In this embodiment, an insulator 26 is wrapped as a layer around the periphery or outer surface 28 of wall 30 of pipe section 12 in a radially outer position adjacent to the position of tube 16 within pipe section 12. Tube 16 further includes an inlet 32 extending through wall 30 of pipe section 12 and an outlet 34 extending through wall 30 of pipe section 12. In some embodiments, an insulation layer, such as insulator 26, is not included.

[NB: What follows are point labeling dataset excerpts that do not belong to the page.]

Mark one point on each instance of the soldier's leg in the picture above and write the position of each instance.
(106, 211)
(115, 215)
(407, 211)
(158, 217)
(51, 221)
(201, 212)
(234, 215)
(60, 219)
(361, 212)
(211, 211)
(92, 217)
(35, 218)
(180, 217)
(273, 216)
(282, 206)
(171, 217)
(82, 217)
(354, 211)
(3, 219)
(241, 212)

A combustion engine generates heated combustion gases which is vented either directly to exhaust heat conductor pipe 410 or through an exhaust pipe in communication with exhaust heat conductor pipe 410. A fluid in liquid form is provided from a fluid reservoir 402 via pump 404 to a helical coil tube associated with heat conductor pipe 410, such as tube 16, 116, 216 or 316. The fluid is heated by the heated combustion gases passing through exhaust heat conductor pipe 410 via conduction, undergoing a phase change to gaseous form, such as steam. The gas is then directed under pressure from pump 404 or a second pump to a steam turbine 406. The steam turbine 406 may be effectively connected to augment the power supplied by the internal combustion engine or to act as a power transfer medium. For example, steam turbine 406 may be connected with a generator, inverter and electric motor and/or rechargeable battery, which are shown in
In some embodiments, the exhaust heat conductor pipe of the invention is incorporated in a modified exhaust manifold which further includes one-way valves and water injection ports to enable steam pressurization within the manifold.
Steam spent in turbine 406 is condensed in condenser 408 and returned as a liquid to fluid reservoir 402 with exhaust gases being vented to atmosphere subsequent to the utilization of the previously wasted heat energy for power production.
While exemplary devices, apparatus, systems and methods of the invention have been described herein, it should also be understood that the foregoing is only illustrative of a few particular embodiments with exemplary and/or preferred features, as well as principles of the invention, and that various modifications can be made by those skilled in the art without departing from the scope and spirit of the invention. Therefore, the described embodiments should not be considered as limiting of the scope of the invention in any way. Accordingly, the invention embraces alternatives, modifications and variations which fall within the spirit and scope of the invention as set forth by the claims and any equivalents thereto.